Donald Trump has made the ICE regime the spearhead of his second presidency. His rhetoric is martial, and so are his measures. Deportations without hearings. Home searches without judicial approval. DNA tests on children. Mass arrests at train stations. And now - targeted “ram arrests” on open streets. The message is clear - and it reaches far beyond the United States. Because what happens in Los Angeles does not stay in Los Angeles. The spirit of this policy spreads. France denies asylum to minors. The United Kingdom builds refugee camps in Rwanda. Italy lets ships circle at sea. Germany debates border fences. The rhetoric travels - and with it the legitimization of violence. When the world’s largest democracy hunts people like animals, how are smaller ones supposed to act differently?
And yet there is resistance. In the streets. In hearts. In words. The protests against the ICE raids in California do not subside. Lawyers speak of human rights violations, of shock through intimidation. Activists invoke the welfare of children, the Geneva Conventions, humanity.
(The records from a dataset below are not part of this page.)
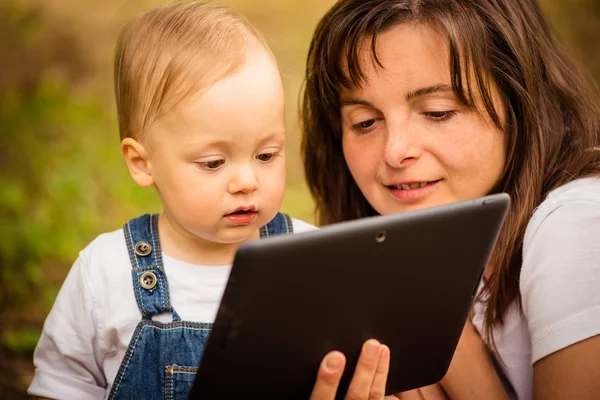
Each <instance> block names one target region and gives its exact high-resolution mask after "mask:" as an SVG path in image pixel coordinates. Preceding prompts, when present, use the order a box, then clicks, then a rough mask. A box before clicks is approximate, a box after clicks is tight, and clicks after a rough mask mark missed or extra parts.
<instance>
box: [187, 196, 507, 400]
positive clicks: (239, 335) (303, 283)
mask: <svg viewBox="0 0 600 400" xmlns="http://www.w3.org/2000/svg"><path fill="white" fill-rule="evenodd" d="M508 207H509V196H508V195H507V194H505V193H501V194H494V195H490V196H486V197H482V198H478V199H475V200H469V201H463V202H458V203H453V204H449V205H444V206H439V207H433V208H428V209H423V210H418V211H411V212H405V213H400V214H394V215H386V216H376V217H370V218H364V219H360V220H355V221H351V222H344V223H339V224H335V225H330V226H327V227H325V228H323V229H321V230H315V231H311V232H306V233H301V234H297V235H289V236H278V237H274V238H269V239H265V240H257V241H254V242H251V243H248V244H244V245H243V246H241V247H240V248H239V250H238V252H237V254H236V256H235V260H234V263H233V266H232V269H231V273H230V276H229V280H228V282H227V285H226V288H225V291H224V294H223V298H222V301H221V305H220V307H219V311H218V313H217V316H216V319H215V322H214V326H213V330H212V332H211V334H210V336H209V338H208V341H207V343H206V347H205V349H204V354H203V356H202V360H201V362H200V366H199V368H198V373H197V375H196V378H195V382H194V385H193V387H192V390H191V392H190V398H193V399H288V400H293V399H298V400H300V399H302V400H307V399H308V398H309V397H310V394H311V391H312V388H313V385H314V382H315V378H316V374H317V370H318V367H319V364H320V362H321V360H322V358H323V356H324V355H325V354H326V353H327V352H329V351H331V350H339V351H341V352H343V353H344V354H345V355H346V358H347V363H346V370H345V371H344V375H343V377H342V381H341V383H340V386H339V391H338V397H337V398H339V399H341V398H343V397H344V395H345V393H346V391H347V388H348V385H349V383H350V380H351V377H352V374H353V373H354V366H355V365H356V361H357V360H358V356H359V353H360V349H361V346H362V344H363V343H364V341H366V340H367V339H369V338H375V339H377V340H379V341H380V342H382V343H385V344H386V345H387V346H389V348H390V350H391V361H390V372H389V376H388V382H387V393H396V392H400V391H404V390H409V389H413V388H417V387H421V386H426V385H430V384H433V383H435V382H438V381H440V380H441V379H442V378H443V377H444V375H445V374H446V371H447V369H448V366H449V364H450V361H451V359H452V356H453V354H454V350H455V348H456V345H457V343H458V339H459V337H460V335H461V332H462V329H463V326H464V324H465V321H466V319H467V316H468V313H469V310H470V308H471V305H472V303H473V300H474V296H475V294H476V291H477V288H478V285H479V283H480V280H481V277H482V275H483V271H484V269H485V267H486V265H487V263H488V260H489V257H490V254H491V251H492V249H493V247H494V244H495V242H496V239H497V237H498V234H499V231H500V228H501V227H502V224H503V221H504V217H505V215H506V212H507V210H508Z"/></svg>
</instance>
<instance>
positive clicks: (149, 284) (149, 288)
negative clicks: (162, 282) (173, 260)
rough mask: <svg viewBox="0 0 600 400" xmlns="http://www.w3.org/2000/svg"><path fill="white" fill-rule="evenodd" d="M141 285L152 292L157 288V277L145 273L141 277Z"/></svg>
mask: <svg viewBox="0 0 600 400" xmlns="http://www.w3.org/2000/svg"><path fill="white" fill-rule="evenodd" d="M140 285H142V287H143V288H144V289H146V290H150V289H152V288H154V286H156V275H154V273H152V272H144V273H143V274H142V275H141V276H140Z"/></svg>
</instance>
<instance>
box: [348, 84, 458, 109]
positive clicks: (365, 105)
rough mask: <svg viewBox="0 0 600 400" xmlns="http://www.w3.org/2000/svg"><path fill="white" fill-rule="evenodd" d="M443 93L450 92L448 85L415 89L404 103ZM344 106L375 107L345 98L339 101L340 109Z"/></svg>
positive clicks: (371, 105)
mask: <svg viewBox="0 0 600 400" xmlns="http://www.w3.org/2000/svg"><path fill="white" fill-rule="evenodd" d="M444 92H452V87H451V86H449V85H441V84H440V85H433V86H427V87H424V88H420V89H415V90H411V91H410V92H408V93H407V94H406V96H405V98H406V101H410V100H413V99H415V98H417V97H420V96H426V95H428V94H434V93H444ZM346 106H367V107H373V108H374V107H375V106H374V105H373V103H371V102H369V101H366V100H361V99H352V98H346V99H342V100H341V101H340V107H346Z"/></svg>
But they face a government that sees its opponents not as citizens, but as enemies. What remains is the image of a father being arrested with his hands raised, in front of his children. Because a state has decided that any offense can be declared a threat. That any face is a danger. That violence is not an aberration, but a tool. America’s breath has grown leaden. And the world holds its breath. Or joins in.